Цветы оставались в их доме. Цветы и иконы.
Та сила разрушения, которая пылала в Одри, та сила любви ее только к отцу сделали ее безразличной по отношению ко всему, что происходило вокруг, но особенно проницательной по отношению к тому, что происходило в их семье. Сначала она хотела как можно сильнее очернить маму в папиных глазах. Но вскоре почувствовала, что в этом нет нужды, потому что папа и сам сторонится мамы и как-то темнеет, если мама обнимает его на людях или прижимается к нему, когда они сидят на диване и смотрят телевизор. Он уже не закидывал руку ей на плечо и не гладил ее по колену, как это бывало раньше. Но самым неожиданным было то, что папа все чаще и чаще оставался спать в своем кабинете на первом этаже, и теперь у Одри появилась возможность, о которой она раньше всегда мечтала: спать на большой кровати вместе с мамой, чтобы не бояться тех сгнивших людей, которые часто входили во сне, пугая ее так, что редкую ночь она не кричала от страха. Возможность спать с мамой теперь появилась, но Одри не пользовалась ею, и мама спала совершенно одна в большой пышной белой кровати, а утром пугалась, что все проспала, накраситься не успевала, в машину садилась помятая, бледная, зажавши в губах сигарету.
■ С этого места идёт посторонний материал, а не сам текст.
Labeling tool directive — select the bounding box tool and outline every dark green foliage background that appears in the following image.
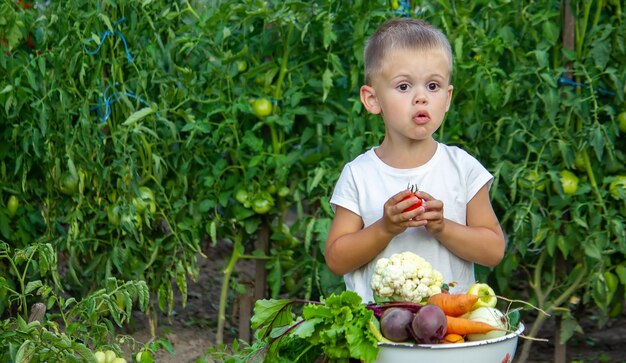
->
[0,0,626,346]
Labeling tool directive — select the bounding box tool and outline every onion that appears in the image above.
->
[465,306,507,341]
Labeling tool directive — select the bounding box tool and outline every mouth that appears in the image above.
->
[413,111,430,125]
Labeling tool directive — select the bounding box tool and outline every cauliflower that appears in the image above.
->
[372,251,443,303]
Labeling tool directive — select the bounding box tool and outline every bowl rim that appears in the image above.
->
[378,322,526,349]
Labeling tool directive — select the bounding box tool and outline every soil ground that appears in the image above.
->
[128,249,626,363]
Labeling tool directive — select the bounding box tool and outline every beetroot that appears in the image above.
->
[380,308,413,342]
[411,305,448,344]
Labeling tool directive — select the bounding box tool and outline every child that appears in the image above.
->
[325,18,505,302]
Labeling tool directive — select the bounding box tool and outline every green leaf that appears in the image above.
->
[589,40,611,70]
[292,318,316,339]
[122,107,155,126]
[250,299,294,334]
[541,21,561,45]
[24,280,43,294]
[322,68,333,102]
[0,84,13,95]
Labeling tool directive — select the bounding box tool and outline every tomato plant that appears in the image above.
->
[559,170,579,195]
[7,195,20,217]
[252,98,272,117]
[252,197,274,214]
[609,175,626,199]
[617,111,626,133]
[59,173,78,195]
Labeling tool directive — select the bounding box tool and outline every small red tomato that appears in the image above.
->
[402,192,423,213]
[402,185,424,213]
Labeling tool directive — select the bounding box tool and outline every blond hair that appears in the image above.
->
[364,18,452,84]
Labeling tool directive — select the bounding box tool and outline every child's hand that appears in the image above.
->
[415,191,444,236]
[382,189,424,236]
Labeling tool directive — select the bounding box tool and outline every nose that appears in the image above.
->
[413,89,428,104]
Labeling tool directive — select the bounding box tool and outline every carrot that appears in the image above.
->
[428,294,478,316]
[446,316,502,335]
[443,334,465,344]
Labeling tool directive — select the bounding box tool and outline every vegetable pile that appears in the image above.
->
[248,284,519,363]
[368,284,519,344]
[372,251,443,303]
[248,252,519,362]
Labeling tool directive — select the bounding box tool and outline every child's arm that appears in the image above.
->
[415,184,505,266]
[324,190,427,275]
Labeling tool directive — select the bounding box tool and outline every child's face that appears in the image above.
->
[361,49,453,141]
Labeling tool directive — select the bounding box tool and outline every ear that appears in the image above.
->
[360,85,381,114]
[446,85,454,112]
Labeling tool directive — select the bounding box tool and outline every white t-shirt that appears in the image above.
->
[330,143,493,302]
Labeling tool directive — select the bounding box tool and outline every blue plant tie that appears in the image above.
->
[91,83,152,123]
[558,76,615,96]
[83,18,133,63]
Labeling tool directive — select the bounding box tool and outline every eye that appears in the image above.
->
[396,83,409,92]
[426,82,441,91]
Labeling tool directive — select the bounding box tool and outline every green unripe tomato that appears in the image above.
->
[560,170,578,195]
[59,173,78,195]
[107,205,122,227]
[94,350,106,363]
[7,195,20,218]
[278,186,291,197]
[104,350,117,363]
[252,198,274,214]
[235,189,250,205]
[252,98,272,117]
[237,60,248,73]
[517,169,546,191]
[133,186,156,214]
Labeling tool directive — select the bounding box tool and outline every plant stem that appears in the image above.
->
[215,233,243,346]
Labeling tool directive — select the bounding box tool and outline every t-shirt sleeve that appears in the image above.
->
[467,154,493,203]
[330,164,361,215]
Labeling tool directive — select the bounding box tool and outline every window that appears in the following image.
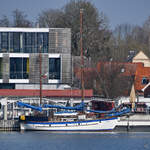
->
[10,58,29,79]
[1,32,9,52]
[142,77,149,84]
[0,58,3,79]
[9,32,20,53]
[49,58,61,80]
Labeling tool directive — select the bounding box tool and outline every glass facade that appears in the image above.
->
[49,58,61,80]
[10,58,29,79]
[0,32,49,53]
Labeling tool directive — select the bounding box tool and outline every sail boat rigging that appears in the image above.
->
[80,9,84,102]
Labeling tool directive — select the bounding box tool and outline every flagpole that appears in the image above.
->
[39,45,42,105]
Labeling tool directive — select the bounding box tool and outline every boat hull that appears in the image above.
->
[20,118,118,131]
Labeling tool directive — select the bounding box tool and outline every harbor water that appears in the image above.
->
[0,132,150,150]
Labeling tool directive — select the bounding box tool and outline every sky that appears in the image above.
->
[0,0,150,29]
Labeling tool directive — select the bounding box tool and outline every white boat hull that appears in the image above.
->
[20,118,118,131]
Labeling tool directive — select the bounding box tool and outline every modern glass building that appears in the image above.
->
[0,28,71,89]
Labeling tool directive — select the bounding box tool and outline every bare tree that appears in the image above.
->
[0,15,10,27]
[38,0,110,61]
[97,62,133,98]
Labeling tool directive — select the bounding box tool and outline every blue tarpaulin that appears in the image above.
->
[17,102,42,112]
[44,102,84,111]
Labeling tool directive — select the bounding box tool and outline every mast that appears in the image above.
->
[80,9,84,102]
[39,45,42,105]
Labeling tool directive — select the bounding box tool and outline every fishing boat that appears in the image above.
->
[18,102,130,131]
[18,10,130,131]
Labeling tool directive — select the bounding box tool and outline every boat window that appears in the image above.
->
[142,77,149,84]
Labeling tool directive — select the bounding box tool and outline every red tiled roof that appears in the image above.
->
[0,89,93,97]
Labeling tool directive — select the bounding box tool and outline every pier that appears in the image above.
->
[0,120,20,131]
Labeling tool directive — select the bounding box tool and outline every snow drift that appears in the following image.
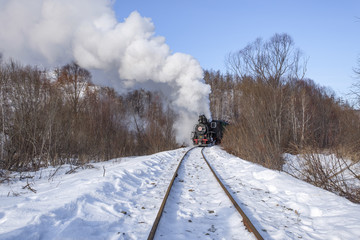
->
[0,0,210,143]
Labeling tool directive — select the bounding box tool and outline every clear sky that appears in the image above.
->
[114,0,360,100]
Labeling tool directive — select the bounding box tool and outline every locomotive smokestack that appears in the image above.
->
[0,0,210,143]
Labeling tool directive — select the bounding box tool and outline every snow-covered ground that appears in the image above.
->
[0,147,360,239]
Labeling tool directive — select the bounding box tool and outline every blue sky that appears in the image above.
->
[114,0,360,100]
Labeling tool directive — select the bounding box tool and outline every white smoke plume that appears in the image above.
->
[0,0,210,143]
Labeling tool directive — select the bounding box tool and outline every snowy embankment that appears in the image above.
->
[0,147,360,239]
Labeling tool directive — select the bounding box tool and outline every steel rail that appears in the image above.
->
[201,148,264,240]
[147,147,195,240]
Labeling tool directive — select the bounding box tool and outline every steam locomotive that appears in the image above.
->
[191,115,228,147]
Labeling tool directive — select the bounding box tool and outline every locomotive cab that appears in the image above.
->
[191,115,225,147]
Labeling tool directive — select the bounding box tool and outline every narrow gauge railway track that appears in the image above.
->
[148,148,263,239]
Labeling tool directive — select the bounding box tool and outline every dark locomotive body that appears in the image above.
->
[192,115,227,147]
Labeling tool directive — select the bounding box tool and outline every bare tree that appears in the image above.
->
[226,33,307,84]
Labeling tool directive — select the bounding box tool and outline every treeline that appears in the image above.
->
[0,61,176,171]
[205,34,360,170]
[205,71,360,169]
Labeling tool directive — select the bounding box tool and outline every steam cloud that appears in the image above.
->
[0,0,210,143]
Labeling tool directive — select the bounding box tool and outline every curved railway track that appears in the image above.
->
[148,148,263,240]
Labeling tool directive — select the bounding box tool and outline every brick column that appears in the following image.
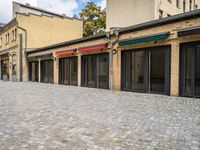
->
[0,56,2,80]
[113,47,121,90]
[53,57,59,84]
[170,41,180,96]
[78,54,81,86]
[38,59,41,82]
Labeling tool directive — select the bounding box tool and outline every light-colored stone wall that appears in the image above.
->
[106,0,154,30]
[16,13,82,49]
[29,18,200,96]
[106,0,200,31]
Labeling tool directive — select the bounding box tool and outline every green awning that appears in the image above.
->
[119,32,170,46]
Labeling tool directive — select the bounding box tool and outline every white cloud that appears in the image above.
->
[0,0,78,23]
[97,0,106,10]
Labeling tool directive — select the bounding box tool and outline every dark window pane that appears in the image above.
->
[132,51,144,91]
[195,45,200,96]
[124,53,131,90]
[184,49,192,95]
[70,58,78,85]
[97,55,109,89]
[150,52,165,93]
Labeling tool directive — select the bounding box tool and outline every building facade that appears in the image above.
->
[0,2,82,81]
[27,10,200,97]
[106,0,200,31]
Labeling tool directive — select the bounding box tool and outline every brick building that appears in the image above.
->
[0,2,82,81]
[27,10,200,97]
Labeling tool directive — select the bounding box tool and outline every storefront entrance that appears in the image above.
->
[59,57,78,86]
[29,62,39,82]
[41,60,54,83]
[1,59,9,81]
[180,42,200,97]
[81,54,109,89]
[122,46,170,95]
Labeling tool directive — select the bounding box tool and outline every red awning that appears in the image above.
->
[78,43,107,52]
[56,49,76,56]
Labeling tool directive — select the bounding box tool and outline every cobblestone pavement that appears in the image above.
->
[0,81,200,150]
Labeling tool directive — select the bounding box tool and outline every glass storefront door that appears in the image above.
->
[180,42,200,97]
[122,46,170,95]
[59,57,78,85]
[81,54,109,89]
[41,60,54,83]
[29,62,39,82]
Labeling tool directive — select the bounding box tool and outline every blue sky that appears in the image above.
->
[0,0,106,23]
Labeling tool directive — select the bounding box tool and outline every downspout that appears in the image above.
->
[106,30,119,91]
[18,26,27,81]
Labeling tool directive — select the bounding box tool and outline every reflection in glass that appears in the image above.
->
[184,49,192,95]
[195,45,200,96]
[150,51,165,93]
[132,51,144,91]
[97,55,109,89]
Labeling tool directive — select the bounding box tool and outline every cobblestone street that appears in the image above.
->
[0,81,200,150]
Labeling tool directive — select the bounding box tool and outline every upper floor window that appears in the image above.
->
[12,29,17,41]
[168,0,172,3]
[6,33,10,44]
[189,0,192,11]
[159,9,163,19]
[0,37,3,47]
[176,0,180,8]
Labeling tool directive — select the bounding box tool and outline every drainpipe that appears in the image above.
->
[106,30,119,91]
[18,26,27,81]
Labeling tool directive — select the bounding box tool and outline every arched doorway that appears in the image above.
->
[12,54,17,82]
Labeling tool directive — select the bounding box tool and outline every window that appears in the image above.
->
[159,10,163,19]
[183,0,185,12]
[190,0,192,11]
[176,0,180,8]
[12,29,17,41]
[6,33,10,44]
[0,37,3,47]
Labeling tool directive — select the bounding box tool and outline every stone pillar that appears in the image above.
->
[113,47,121,90]
[170,41,180,96]
[8,54,12,81]
[0,56,2,80]
[38,59,41,82]
[53,57,59,84]
[78,54,81,87]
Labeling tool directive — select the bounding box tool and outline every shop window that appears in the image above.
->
[0,37,3,47]
[159,10,163,19]
[176,0,180,8]
[183,0,186,12]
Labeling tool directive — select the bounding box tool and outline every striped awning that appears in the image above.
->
[177,26,200,37]
[119,32,170,46]
[28,53,53,59]
[78,43,107,52]
[56,49,77,56]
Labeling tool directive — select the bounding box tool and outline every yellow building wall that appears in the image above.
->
[16,13,82,49]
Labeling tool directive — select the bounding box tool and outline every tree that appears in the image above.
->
[79,2,106,37]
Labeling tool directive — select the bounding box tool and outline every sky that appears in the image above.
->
[0,0,106,23]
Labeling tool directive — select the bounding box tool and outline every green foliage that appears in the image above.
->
[79,2,106,37]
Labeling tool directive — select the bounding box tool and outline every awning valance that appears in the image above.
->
[56,49,77,56]
[28,53,53,59]
[177,26,200,37]
[78,43,107,52]
[119,32,170,46]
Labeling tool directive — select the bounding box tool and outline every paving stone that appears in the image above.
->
[0,81,200,150]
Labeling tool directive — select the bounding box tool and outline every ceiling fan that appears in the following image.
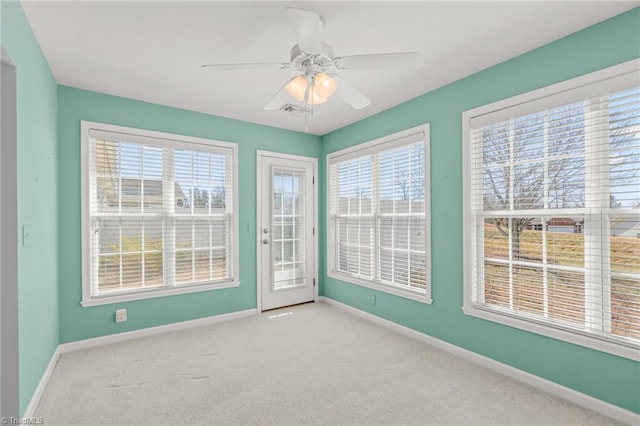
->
[201,7,420,113]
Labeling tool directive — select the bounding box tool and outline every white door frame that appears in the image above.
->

Но иногда Адриана все же не выдерживала и начинала кричать, требуя от дочери то одного, то другого. Одри убегала в уборную, садилась на закрытую крышку унитаза, складывала ладони ковшиком и, обратив глаза вверх, громко просила Деву Марию взять ее к себе. Родители распахивали дверь и застывали на пороге с перекошенными лицами. Одри знала, что делала. Она напоминала им то время, которое они и так не могли забыть. Это было семь лет назад. Опухоль ее стала вдруг стремительно расти. Порт над левой ключицей, через который вводили лекарство, инфицировался, и поэтому назначили химиотерапию в виде больших ярко-желтых таблеток. Четыре таблетки в неделю. Она не могла проглотить ни одной. Ее выворачивало до крови.
– За каждую буду тебе покупать что хочешь! Ну, сделай усилие! – Отец орал так, что весь дом содрогался.
Она, умоляюще глядя, проглатывала. И тут же ее вырывало.